Sami Galbi, chanteur et multi-instrumentiste lausannois d’origine marocaine signé sur le label genevois Bongo Joe, a sorti début mai un premier album intitulé « YLH Bye Bye ». Un mélange entre raï et électro-pop à découvrir sur scène à Festi’Neuch le 14 juin, puis au Palp Festival et au Paléo en juillet.
« YLH Bye Bye », premier album de Sami Galbi a été, dès sa sortie, très bien accueilli par la critique suisse et internationale. Le titre de ce premier disque est une expression marocaine utilisée pour se dire au revoir (« allez, maintenant, on y va! »), qui résume bien cet élan du départ qui correspond à Sami Galbi, lui qui a passé sa jeunesse entre la patrie de son père, le Maroc, celle de sa mère, la France, et le pays où il est né, la Suisse.
« [Ce titre] symbolisait pour moi évidemment les allers-retours avec le Maroc, et puis aussi ces deux dernières années dans ma vie pleine de ruptures à plusieurs niveaux: des ruptures relationnelles, musicales avec d’autres projets que j’avais avant, un départ pour le Maroc pour ce projet-là et le retour. Et puis aussi, il y a cette forme d’urgence, parce que c’est vrai qu’il y eu un premier single, puis un deuxième, beaucoup de concerts et beaucoup de monde me demandait quand allait arriver l’album. Alors à un moment, Yallah Bye Bye, on le fait », raconte Sami Galbi dans l’émission Vertigo du 3 juin.
Une musique taillée pour le lâcher-prise
Les morceaux de Sami Galbi sont taillés pour le lâcher-prise sur la piste de danse. Le chanteur qualifie lui-même sa musique de raï-gaeton, contraction du raï marocain, qui a tendance à garder sous tension, à élever, et du reggaeton d’Amérique centrale dont la rythmique lourde et répétitive ancre au sol. En associant ces deux styles avec sa créativité musicale, Sami Galbi invente un son qui lui est propre, reconnaissable et très tendance.
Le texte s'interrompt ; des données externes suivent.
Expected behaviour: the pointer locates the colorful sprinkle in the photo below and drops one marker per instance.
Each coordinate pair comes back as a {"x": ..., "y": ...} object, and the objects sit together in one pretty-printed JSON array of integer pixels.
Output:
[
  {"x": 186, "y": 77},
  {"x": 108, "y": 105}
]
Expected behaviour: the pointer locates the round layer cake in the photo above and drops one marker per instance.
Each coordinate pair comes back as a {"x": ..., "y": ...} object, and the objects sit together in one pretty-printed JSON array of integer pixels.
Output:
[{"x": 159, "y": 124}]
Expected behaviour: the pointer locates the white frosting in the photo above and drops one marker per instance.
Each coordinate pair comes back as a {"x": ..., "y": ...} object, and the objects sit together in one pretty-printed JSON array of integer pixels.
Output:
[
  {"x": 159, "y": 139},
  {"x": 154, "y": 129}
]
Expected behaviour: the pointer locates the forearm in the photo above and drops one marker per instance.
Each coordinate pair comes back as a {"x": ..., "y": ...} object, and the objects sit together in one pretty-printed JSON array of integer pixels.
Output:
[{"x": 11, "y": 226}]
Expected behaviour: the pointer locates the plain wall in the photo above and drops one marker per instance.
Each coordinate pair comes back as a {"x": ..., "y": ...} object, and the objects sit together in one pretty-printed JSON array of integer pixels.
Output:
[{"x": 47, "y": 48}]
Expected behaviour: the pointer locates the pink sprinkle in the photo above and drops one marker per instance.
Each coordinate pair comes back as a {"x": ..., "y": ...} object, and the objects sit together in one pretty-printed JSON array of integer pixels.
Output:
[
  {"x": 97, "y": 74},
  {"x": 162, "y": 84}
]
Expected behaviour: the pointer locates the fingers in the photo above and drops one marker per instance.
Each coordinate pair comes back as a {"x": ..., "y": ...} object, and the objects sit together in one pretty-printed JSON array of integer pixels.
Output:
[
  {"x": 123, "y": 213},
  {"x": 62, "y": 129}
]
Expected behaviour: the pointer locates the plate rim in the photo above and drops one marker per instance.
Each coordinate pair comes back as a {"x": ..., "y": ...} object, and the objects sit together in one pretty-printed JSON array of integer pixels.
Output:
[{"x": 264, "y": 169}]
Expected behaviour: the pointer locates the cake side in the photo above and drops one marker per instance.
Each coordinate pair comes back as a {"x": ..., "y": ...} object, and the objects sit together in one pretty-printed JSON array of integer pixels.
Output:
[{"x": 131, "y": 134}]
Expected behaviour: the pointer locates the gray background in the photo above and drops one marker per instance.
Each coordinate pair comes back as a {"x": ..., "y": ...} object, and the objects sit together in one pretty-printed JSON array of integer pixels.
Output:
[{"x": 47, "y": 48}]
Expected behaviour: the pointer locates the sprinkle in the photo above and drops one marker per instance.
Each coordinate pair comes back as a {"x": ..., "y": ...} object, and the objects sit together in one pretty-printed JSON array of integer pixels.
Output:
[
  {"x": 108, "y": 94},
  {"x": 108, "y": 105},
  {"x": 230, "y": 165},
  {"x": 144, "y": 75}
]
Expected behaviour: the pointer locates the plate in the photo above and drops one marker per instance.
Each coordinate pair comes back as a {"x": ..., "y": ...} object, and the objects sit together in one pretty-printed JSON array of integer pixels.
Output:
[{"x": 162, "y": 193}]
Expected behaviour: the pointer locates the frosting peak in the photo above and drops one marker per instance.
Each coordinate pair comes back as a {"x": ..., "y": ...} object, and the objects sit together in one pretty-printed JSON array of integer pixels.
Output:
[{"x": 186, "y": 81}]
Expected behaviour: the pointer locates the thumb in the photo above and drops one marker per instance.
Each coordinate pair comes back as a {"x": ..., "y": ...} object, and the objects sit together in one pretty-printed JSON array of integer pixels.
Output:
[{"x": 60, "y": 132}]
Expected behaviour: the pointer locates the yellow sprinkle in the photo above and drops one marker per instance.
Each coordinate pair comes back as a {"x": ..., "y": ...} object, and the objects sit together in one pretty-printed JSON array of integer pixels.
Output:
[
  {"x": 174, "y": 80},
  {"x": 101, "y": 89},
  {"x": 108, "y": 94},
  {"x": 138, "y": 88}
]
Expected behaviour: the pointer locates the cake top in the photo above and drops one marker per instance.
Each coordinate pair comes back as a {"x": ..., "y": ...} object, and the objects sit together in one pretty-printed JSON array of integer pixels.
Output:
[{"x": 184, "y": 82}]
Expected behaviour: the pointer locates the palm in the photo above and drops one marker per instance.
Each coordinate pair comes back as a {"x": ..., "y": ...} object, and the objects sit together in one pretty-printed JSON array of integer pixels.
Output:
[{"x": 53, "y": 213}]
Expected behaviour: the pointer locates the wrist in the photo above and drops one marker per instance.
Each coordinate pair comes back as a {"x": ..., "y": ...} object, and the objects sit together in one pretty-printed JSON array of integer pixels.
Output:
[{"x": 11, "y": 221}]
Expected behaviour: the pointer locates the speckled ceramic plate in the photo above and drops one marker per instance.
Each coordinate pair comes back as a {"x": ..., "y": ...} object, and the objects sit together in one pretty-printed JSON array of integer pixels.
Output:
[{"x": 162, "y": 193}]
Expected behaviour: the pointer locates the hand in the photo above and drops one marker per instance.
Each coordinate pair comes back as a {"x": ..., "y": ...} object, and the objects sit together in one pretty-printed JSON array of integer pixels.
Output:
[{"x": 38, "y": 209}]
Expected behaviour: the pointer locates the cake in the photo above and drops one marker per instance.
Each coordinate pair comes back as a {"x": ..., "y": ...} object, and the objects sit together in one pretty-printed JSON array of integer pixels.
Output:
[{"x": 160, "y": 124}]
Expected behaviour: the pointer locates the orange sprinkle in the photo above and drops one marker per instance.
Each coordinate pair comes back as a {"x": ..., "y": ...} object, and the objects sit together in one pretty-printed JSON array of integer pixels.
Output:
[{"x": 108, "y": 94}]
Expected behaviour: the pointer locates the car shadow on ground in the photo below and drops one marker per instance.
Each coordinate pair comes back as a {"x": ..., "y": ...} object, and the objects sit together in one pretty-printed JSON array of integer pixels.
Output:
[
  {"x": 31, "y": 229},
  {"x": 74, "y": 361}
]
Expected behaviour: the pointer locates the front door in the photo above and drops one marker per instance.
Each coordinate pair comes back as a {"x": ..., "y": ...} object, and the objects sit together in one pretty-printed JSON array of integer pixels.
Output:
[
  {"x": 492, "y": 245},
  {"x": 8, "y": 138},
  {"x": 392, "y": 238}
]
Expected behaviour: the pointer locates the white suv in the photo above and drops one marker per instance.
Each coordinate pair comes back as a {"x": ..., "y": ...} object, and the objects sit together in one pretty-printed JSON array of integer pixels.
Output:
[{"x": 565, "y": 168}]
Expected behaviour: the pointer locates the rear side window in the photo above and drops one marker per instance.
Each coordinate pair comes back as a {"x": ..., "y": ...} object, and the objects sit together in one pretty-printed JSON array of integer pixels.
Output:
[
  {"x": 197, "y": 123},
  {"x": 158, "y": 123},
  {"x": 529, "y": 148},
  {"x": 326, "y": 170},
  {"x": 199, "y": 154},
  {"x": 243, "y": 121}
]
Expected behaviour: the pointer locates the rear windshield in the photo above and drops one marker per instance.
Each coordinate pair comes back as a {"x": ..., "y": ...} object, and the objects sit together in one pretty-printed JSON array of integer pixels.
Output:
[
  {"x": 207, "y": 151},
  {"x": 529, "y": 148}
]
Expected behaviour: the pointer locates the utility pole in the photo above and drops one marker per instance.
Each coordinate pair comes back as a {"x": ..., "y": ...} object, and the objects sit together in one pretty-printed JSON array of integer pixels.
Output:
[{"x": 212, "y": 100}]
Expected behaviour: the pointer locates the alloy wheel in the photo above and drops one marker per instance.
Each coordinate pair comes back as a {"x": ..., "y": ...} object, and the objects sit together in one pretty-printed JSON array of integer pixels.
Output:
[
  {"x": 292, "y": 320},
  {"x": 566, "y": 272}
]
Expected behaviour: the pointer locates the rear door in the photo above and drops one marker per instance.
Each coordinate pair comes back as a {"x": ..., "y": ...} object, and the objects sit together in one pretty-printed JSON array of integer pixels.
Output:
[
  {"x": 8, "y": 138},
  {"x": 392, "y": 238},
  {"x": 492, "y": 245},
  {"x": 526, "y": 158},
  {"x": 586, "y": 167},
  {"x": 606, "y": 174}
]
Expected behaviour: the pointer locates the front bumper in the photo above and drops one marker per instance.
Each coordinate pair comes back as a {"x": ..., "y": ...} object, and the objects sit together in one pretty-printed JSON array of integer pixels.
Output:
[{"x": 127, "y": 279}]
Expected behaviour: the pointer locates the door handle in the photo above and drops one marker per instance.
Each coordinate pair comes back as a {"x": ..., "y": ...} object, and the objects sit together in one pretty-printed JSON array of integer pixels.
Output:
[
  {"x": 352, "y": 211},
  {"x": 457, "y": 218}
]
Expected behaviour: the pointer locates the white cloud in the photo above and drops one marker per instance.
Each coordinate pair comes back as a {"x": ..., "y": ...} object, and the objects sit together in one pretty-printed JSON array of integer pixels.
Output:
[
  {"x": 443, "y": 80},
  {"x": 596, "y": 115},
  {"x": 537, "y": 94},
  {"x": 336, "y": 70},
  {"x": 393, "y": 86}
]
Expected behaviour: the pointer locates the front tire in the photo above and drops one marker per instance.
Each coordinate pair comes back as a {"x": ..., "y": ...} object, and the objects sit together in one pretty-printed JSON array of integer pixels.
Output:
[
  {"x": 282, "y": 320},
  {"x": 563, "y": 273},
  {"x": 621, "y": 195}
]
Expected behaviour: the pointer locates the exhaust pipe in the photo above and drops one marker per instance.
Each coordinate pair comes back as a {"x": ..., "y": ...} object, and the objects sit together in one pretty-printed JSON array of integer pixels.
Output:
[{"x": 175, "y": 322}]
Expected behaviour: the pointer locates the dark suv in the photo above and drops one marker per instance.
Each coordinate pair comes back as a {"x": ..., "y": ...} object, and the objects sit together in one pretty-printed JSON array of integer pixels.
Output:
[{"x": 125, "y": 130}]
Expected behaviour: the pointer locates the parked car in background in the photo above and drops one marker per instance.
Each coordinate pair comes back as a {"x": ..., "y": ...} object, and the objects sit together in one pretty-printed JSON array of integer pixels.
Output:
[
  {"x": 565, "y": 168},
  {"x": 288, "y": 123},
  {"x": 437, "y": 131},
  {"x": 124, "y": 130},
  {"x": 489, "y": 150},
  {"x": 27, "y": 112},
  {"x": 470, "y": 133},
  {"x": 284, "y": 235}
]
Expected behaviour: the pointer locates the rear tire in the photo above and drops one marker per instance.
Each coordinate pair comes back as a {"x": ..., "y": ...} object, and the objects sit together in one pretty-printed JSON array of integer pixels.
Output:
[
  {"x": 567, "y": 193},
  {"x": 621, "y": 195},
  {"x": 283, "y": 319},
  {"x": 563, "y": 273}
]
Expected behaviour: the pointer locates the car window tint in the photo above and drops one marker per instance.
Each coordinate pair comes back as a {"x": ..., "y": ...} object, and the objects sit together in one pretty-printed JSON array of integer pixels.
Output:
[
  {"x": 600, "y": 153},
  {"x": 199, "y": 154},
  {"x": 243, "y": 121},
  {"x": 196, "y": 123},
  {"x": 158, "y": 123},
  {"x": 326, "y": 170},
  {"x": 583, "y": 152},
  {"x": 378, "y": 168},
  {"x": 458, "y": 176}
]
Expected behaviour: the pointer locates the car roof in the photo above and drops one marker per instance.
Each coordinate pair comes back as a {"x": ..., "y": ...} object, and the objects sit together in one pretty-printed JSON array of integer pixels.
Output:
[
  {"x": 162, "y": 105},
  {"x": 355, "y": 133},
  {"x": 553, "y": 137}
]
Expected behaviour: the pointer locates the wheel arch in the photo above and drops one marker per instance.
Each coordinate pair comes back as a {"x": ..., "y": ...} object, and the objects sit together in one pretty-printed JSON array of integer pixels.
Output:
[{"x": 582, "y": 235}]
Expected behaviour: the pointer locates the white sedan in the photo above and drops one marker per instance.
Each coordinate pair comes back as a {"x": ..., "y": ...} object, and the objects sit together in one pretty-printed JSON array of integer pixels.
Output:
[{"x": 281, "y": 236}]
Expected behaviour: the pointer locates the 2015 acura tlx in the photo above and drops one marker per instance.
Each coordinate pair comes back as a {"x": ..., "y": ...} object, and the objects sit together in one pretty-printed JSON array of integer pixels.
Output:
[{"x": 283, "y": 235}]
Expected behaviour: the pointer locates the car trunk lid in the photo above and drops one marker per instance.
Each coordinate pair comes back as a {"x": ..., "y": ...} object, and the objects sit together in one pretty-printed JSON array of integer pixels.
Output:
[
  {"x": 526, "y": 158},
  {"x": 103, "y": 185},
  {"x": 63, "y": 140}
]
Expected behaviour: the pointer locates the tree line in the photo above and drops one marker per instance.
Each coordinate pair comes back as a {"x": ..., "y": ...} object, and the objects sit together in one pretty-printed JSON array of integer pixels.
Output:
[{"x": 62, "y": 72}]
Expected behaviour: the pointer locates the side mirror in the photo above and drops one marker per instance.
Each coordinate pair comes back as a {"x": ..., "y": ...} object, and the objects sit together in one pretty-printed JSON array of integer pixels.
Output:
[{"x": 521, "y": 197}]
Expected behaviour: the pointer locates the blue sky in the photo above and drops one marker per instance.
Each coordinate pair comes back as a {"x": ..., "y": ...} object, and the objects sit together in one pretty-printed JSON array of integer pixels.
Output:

« Je participe à quelque chose de plus large qui se développe depuis plusieurs années. Je pense que, petit à petit, avec les rencontres, les concerts et les allers-retours au Maroc, cette idée s’est cristallisée pendant une résidence à Casablanca », confie l’artiste. Là-bas, Sami Galbi vit une immersion dans la musique comme le chaâabi et le melhoun, et sa créativité se trouve sans limites: « Je pouvais faire ce que je voulais. Je pouvais vraiment expérimenter ».
La musique arabe réinventée
De retour de cette résidence, Sami Galbi tire quatre morceaux, puis écrit tout un album en arabe vernaculaire. Un répertoire qui évoque notamment sa grand-mère et son père, décédés tous les deux, mais aussi la ville de Casablanca. Il chante ses expériences personnelles en en tirant un message universel. « Tout le monde vit des séparations, tout le monde vit des décès », indique Sami Galbi.
Avec « YLH Bye Bye », Sami Galbi s’impose comme une figure de proue d’une nouvelle vague d’artistes innovants qui réinventent la musique arabe en l’associant à la musique électronique et à la musique urbaine.